Freud afirmou, falando sobre as parapraxias enquanto explicava sobre os sonhos, em 1916[15] (apud FREUD, 1996c, p. 90), que “as grandes coisas podem ser reveladas através de pequenos indícios”; e é por isto que o presente estudo se ocupa dos pequenos indícios contidos nos atos falhos, e busca compreender, a partir de uma revisão bibliográfica do tema na obra de Freud, a existência do sentido em cada grupo de atos falhos, afinal, “interpretar significa achar um sentido oculto em algo” (p.92).
2 OS ATOS FALHOS
"Quem tem olhos para ver e ouvidos para ouvir, se convence que os mortais não podem ocultar nenhum segredo. Aquele que não fala com os lábios, fala com as pontas dos dedos: nós nos traímos por todos os poros.”
(FREUD)
Para Freud (1996c), os atos falhos; também chamados de Parapraxias, consistem, basicamente, em fenômenos muito comuns e conhecidos, porém pouco examinados, podendo ser observados em qualquer pessoa sadia (não havendo relação alguma com as doenças em si), isto é, são lapsos ou operações falhas dos seres humanos, estando todos também sujeitos a cometê-los.
A existência dos atos falhos, assim como a existência dos sonhos na vida psíquica normal, mostra o quanto não se pode ter controle sobre o inconsciente; não se pode prever nem tentar esconder os pensamentos e emoções que ocorrem, até mesmo sem o conhecimento do sujeito – sem conhecimento consciente.
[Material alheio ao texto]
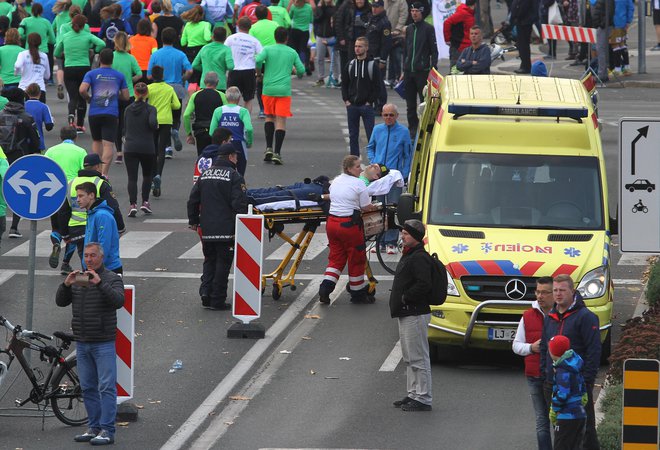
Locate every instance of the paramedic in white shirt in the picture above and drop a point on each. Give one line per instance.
(348, 199)
(244, 48)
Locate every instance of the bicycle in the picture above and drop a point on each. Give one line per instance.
(61, 386)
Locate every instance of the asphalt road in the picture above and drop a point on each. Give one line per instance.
(296, 388)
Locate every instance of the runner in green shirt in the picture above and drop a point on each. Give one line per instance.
(215, 57)
(278, 61)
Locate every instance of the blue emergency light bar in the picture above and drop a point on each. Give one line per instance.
(517, 110)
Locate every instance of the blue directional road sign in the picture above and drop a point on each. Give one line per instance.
(34, 187)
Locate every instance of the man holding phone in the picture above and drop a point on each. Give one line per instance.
(94, 296)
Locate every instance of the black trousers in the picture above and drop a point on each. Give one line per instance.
(414, 83)
(218, 258)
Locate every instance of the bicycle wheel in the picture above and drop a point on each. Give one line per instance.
(386, 260)
(66, 400)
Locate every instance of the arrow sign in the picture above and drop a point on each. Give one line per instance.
(642, 134)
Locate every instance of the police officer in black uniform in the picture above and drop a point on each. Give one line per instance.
(379, 34)
(217, 196)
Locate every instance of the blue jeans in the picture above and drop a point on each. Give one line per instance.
(97, 368)
(353, 113)
(541, 409)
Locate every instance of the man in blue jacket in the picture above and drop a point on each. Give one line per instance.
(390, 146)
(571, 318)
(101, 225)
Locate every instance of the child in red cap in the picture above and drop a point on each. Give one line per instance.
(569, 394)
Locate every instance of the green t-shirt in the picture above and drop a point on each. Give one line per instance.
(280, 15)
(301, 17)
(196, 34)
(8, 55)
(215, 57)
(69, 156)
(279, 60)
(76, 47)
(126, 64)
(264, 31)
(37, 25)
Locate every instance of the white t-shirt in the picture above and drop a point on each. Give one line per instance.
(244, 48)
(347, 193)
(31, 72)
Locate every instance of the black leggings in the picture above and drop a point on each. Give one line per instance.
(73, 77)
(147, 162)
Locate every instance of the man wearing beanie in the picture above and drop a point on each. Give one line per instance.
(572, 319)
(411, 289)
(569, 394)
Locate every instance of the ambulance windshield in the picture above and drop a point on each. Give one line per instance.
(516, 191)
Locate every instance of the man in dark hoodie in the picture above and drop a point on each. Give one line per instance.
(360, 88)
(571, 318)
(18, 136)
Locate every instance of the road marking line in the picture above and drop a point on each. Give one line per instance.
(392, 359)
(203, 412)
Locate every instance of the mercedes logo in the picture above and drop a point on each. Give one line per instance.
(515, 289)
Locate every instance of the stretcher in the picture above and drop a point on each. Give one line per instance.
(311, 217)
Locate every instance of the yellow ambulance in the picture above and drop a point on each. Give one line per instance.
(508, 175)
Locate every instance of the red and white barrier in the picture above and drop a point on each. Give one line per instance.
(125, 345)
(248, 258)
(566, 33)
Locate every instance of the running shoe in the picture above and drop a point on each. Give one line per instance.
(268, 154)
(156, 186)
(178, 145)
(146, 208)
(277, 159)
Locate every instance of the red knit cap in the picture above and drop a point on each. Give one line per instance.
(558, 345)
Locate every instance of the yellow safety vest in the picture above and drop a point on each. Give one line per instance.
(78, 214)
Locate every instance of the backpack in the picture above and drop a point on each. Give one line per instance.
(438, 281)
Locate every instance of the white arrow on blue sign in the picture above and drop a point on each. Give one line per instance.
(34, 187)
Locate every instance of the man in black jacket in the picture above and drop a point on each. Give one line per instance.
(360, 88)
(420, 54)
(95, 295)
(218, 194)
(411, 289)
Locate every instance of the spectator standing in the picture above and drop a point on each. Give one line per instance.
(18, 137)
(126, 64)
(527, 343)
(140, 123)
(76, 44)
(244, 49)
(163, 97)
(220, 193)
(200, 109)
(475, 60)
(390, 146)
(456, 29)
(94, 305)
(411, 290)
(571, 318)
(215, 57)
(176, 69)
(278, 60)
(360, 88)
(232, 117)
(39, 111)
(32, 65)
(420, 55)
(397, 14)
(108, 86)
(8, 55)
Isto acontece, tanto com aquele que tem psiquismo patológico quanto à vida psíquica normal, pois, afirmou Freud (1996c, p. 31), que “os processos mentais são, em si mesmos, inconscientes e que de toda a vida mental apenas determinados atos e partes isoladas são conscientes”.
Freud (1996c) enfatizou que não se deve subestimar pequenos indícios, apesar dos grandes problemas do universo e da ciência serem os que aparentam exigir um maior interesse de todos. Para demonstrar a importância do estudo das parapraxias, é preciso ter em mente que tudo se relaciona com tudo, principalmente as “pequenas coisas” com as grandes. Poder-se-á, mesmo partindo de um trabalho despretensioso, ter acesso ao estudo dos grandes almejados e impactantes problemas.
Ou seja, as parapraxias (atos falhos), são comuns a todas as pessoas, porém não são eventos casuais, e sim “atos mentais sérios; têm um sentido; surgem da ação concorrente – ou, talvez, da ação de mútua oposição – de duas intenções diferentes” (FREUD, 1996c, p. 52).
Freud (1996c) não descarta a possibilidade de os atos falhos acontecerem em momentos de pequenas falhas no funcionamento, ou imperfeições na atividade anímica, como indisposição e/ou cansaço; excitação; ocupação e/ou preocupação. Porém, os questionamentos devem ser feitos acerca do porquê, isto é, qual a razão de um ato falho ter ocorrido de uma determinada maneira e não de outra; de quê este ato falho veio falar, ou seja, qual o sentido do “produto do lapso”.
A respeito da procura deste sentido, Freud (1996c, p. 44) assinala (ampliando o que ele fala por “lapso de língua” para todos os tipos de atos falhos):
“o produto do lapso de língua pode, talvez, ele próprio ter o direito de ser considerado como ato psíquico inteiramente válido, que persegue um objetivo próprio, como uma afirmação que tem seu conteúdo e seu significado. Até aqui temos sempre falado em ‘parapraxias [atos falhos]’, porém agora é como se às vezes o ato falho fosse, ele mesmo, um ato bastante normal, que simplesmente tomou o lugar de outro, que era o ato que se esperava ou desejava”.
O que pode ser dito previamente acerca dos atos falhos, é que eles são, em geral, a exposição de algo do inconsciente que era tentado esconder/esquecer, e é lembrado e vem à tona por meio de atos falhos. Nas palavras de Freud (1996b, p.32), “a perturbação de um pensamento por uma contradição interna proveniente do recalcado”.